Trump sent a love letter to Mitch McConnell after being impeached — but it’s all too little, too late

Lucy Anna Gray
·3 min read
 (AP)
(AP)

With a bright light shining on him and the first glimmer of real fear in his eyes, Donald Trump released his hostage video.

“I want to be very clear — I unequivocally condemn the violence we saw last week,” the president said, in a video posted less than two hours after the US House of Representatives voted to impeach him. It wasn’t shared to his personal Twitter, of course, but he can easily circumnavigate the belated ban these days by using the White House account.

The five-minute video seems like a direct call to the MAGA mob, addressing his “true supporters”, telling them “we cannot tolerate” violence; the message these people needed to hear, perhaps, just one week and five lives too late. But, of course, it isn’t really a message to them at all. It is a plea on bended knee to his last hope: Mitch McConnell.

Donald Trump is the first US president to be impeached twice. The House of Representatives voted on Wednesday that he had indeed incited the “lawless action” that took place on 6 January.

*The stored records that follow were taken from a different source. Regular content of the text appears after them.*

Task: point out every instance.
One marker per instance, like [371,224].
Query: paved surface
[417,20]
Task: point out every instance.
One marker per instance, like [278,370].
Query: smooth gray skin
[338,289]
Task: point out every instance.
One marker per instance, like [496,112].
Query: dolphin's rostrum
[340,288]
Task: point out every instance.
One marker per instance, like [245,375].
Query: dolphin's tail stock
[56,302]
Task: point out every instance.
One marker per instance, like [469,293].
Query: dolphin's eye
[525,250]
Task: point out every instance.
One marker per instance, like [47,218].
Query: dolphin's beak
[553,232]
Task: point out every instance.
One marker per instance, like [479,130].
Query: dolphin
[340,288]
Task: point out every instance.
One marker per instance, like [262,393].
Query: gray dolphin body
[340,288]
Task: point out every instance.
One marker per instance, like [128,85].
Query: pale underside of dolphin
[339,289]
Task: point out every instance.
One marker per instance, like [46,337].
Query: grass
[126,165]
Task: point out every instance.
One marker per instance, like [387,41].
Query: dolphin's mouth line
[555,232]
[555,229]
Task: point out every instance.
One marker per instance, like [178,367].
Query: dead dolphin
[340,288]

This means he has been impeached, but I wouldn’t pull those party poppers just yet — because impeachment by the House does not necessarily mean Trump will be removed from office, though it will most likely scupper his attempts to run in 2024. The process now moves to the (Republican) Senate, where a two-thirds majority must vote to truly oust the president. In reality, that Senate trial will probably conclude after Trump leaves office on January 20, considering the Senate will not meet again (due to McConnell’s wishes) until January 19.

That makes the motive behind Trump’s latest video feel especially transparent.

Situated in the most iconic room in the world, the president reminds us of the scope of his power: “I have been briefed by the US Secret Service about the potential threats.” He sounded, on this rare occasion, actually presidential. And he said what he knew others in the Republican Party — and their rapidly disappearing donors — needed to hear while addressing his supporters: “There must be no violence, no law-breaking, no vandalism of any kind.”

Despite it being packaged like one, this was no presidential address — it was a love letter.

Just as your ex said all the things you needed to hear to win you back for one last night of passion (before predictably dumping you again), Donald Trump read the cue-cards he needed to get Mitch McConnell on side.

If today is anything to go by, the Senate Majority Leader (and the party that largely answers to him) has the potential to go either way. Though reports suggested he was privately “pleased” at the impeachment effort earlier this week, seeing it as an opportunity to purge Trumpism from the Republican Party, he has since remained tightlipped — and his refusal to move to a speedy impeachment trial in the Senate suggests he is still considering which cards to play and when. That indecision is what Trump is banking on.

Will this desperate plea work? We’ll have to wait and see.